Advantages of Washington Collaborative Divorce
Washington collaborative divorce is an excellent choice if you and your spouse are looking to settle using alternative dispute resolution. Much like mediation, divorce collaboration takes the power out of the judge’s hands and into the hands of you and your spouse. Unlike mediation, it also involves a lot of help from your attorneys as well as other experts, such as financial advisors and child custody experts. Let’s take a closer look at the six biggest advantages of collaborative divorce:
- Collaborative divorce is less expensive. Although divorce collaboration can be more expensive than divorce mediation, it is almost always less expensive than taking your divorce to court (unless the collaborative divorce process fails).
- Collaborative divorce is more private. Like divorce mediation, collaborative divorce allows you to keep your finances and other personal matters private, as opposed to divorce court, when you may have to publically speak about your property, your marriage, and your split.
- Collaborative divorce can be emotionally easier. Divorce collaboration is often less stressful and less combative than a court divorce – you aren’t dealing with the idea that a judge decides your fate and you aren’t fighting with your ex as much as you are working with them.

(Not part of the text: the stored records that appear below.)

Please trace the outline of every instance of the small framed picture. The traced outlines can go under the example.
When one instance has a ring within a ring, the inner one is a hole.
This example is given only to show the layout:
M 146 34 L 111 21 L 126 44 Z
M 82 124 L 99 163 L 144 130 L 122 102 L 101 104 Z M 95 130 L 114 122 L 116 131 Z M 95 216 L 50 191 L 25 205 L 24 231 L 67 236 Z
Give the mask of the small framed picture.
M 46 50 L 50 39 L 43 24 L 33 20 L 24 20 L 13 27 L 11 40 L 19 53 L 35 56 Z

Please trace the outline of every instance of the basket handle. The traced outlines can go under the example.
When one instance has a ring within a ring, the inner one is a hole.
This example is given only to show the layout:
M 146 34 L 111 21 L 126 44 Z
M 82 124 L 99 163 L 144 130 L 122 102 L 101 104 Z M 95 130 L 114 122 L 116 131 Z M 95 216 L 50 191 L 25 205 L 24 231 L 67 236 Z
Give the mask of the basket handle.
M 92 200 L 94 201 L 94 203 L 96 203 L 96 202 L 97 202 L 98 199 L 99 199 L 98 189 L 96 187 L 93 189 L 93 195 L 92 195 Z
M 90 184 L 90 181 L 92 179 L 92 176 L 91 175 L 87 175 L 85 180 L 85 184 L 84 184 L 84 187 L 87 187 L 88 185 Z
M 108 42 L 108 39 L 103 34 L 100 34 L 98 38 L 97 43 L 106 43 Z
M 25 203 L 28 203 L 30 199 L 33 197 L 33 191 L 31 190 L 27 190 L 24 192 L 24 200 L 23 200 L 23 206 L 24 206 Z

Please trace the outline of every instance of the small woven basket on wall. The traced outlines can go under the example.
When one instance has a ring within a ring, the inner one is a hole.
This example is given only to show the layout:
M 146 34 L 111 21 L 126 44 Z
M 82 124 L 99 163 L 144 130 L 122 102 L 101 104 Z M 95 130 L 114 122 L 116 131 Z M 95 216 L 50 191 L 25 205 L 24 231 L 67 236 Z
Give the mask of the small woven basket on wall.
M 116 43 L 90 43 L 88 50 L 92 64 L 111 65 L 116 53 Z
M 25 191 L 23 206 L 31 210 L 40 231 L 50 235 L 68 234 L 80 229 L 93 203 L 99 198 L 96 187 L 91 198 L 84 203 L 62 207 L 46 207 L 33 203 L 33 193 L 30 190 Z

- Collaborative divorce can be faster. If you and your partner cooperate, divorce collaboration can be much faster than a court divorce. Working together openly, compromising, and allowing concessions make the process go much more smoothly and quickly.
- You work together instead of against one another. Collaboration is about teamwork, while a court divorce is more often seen as one side winning and the other side losing. Working together during your divorce can make it easier for you to continue a non-romantic relationship with your ex after the divorce, which may be extremely important if you have children.
- You are in control of the settlement. In a court divorce, the judge has the final say when it comes to your finances, your property, and even your parenting plan. In mediation, a neutral mediator guides you and your spouse to a mutual decision. In divorce collaboration, you, your partner, and your attorneys control the details of the settlement.
Disadvantages of Choosing Collaborative Divorce
While there are a number of benefits to collaborative divorce, there are also some disadvantages that make it a poor choice for certain people, certain couples, and certain divorces. Let’s take a closer look:
- Collaboration is difficult if one partner doesn’t cooperate or compromise.
- Collaboration is difficult if you have a complicated divorce or complex finances.
- Collaboration may be impossible if there is a history of domestic abuse or drug addiction.
- Collaboration may be impossible if you or your partner suffers from a mental illness.
- Collaboration won’t be successful if one partner is untruthful or untrustworthy, especially about property and other assets.
- One bad team member can ruin a collaborative, whether it is your former spouse or one of the attorneys involved.
- The cost of collaboration may be significant if you choose to bring in child custody experts and financial advisors.
- Collaboration doesn’t have a neutral moderator like divorce mediation does.
- If collaboration fails, you and your spouse will need to find new divorce attorneys.
- Collaboration can be a more expensive option if you end up in court after failing to reach a settlement.
If the above disadvantages do not appear to be factors in your divorce case, you may wish to consider collaborative divorce or mediation instead of divorce litigation. If you are still unsure of how you wish to approach your Washington divorce, you may wish to speak to a Seattle family lawyer about your options.